Hills attempted to buy 888 last year, but an inability to agree upon the value of 888 with a key 888 stakeholder led to the collapsing of the talks.
As expected, both Hills (see above) and 888 have been adversely affected by a combination of the introduction of the POCT.
888 chairman Brian Mattingley said the POCT, as well as EU VAT charges and currency movement headwinds, affected profitability, as 888 announced its profit before tax fell by 52% to $32.5m for the full year 2015.
For talks to reach the stages that they did, there was clearly enough interest from both parties for something to happen, and it may just take Hills to swallow some pride and increase its valuation of 888. It would have to decide if it is worth the higher acquisition price for the long-term gain of coping with the POCT.
FanDuel and DraftKings
This one has been mentioned in various articles and unlike the others mentioned in this article, may not be entirely financially-driven.

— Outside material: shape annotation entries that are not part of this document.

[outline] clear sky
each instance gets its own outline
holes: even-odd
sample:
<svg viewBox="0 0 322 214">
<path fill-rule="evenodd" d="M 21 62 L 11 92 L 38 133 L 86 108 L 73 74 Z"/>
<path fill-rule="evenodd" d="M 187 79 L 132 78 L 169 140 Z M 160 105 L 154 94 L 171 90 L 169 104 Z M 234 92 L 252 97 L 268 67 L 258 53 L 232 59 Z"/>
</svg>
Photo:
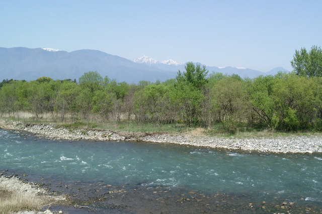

FanDuel and DraftKings have pulled out of six US states since the start of October, most notably in Nevada and New York. In a majority of these cases, the removal of paid-contest offerings from the state were a result of the state’s attorney general ruling that daily fantasy sports (DFS) are illegal.
Could streamlining their efforts make things easier in the fight to make DFS legal in the US? One could argue that a state attorney general ruling that DFS is gambling is not inclusive of the number of operators in the market, but it could save a number of separate appeals and campaigns and might make things clearer to ruling judges if both want to implement one clear strategy and operation.
This would also virtually eradicate the burden of worrying about competition for both operators, at least for the time being.
However, with the legal battles and European expansion currently going on, as DraftKings recently launched in the UK and FanDuel is attempting to follow suit, it may be some time before both have the time to cross over the divide and hold talks on a potential M & A deal.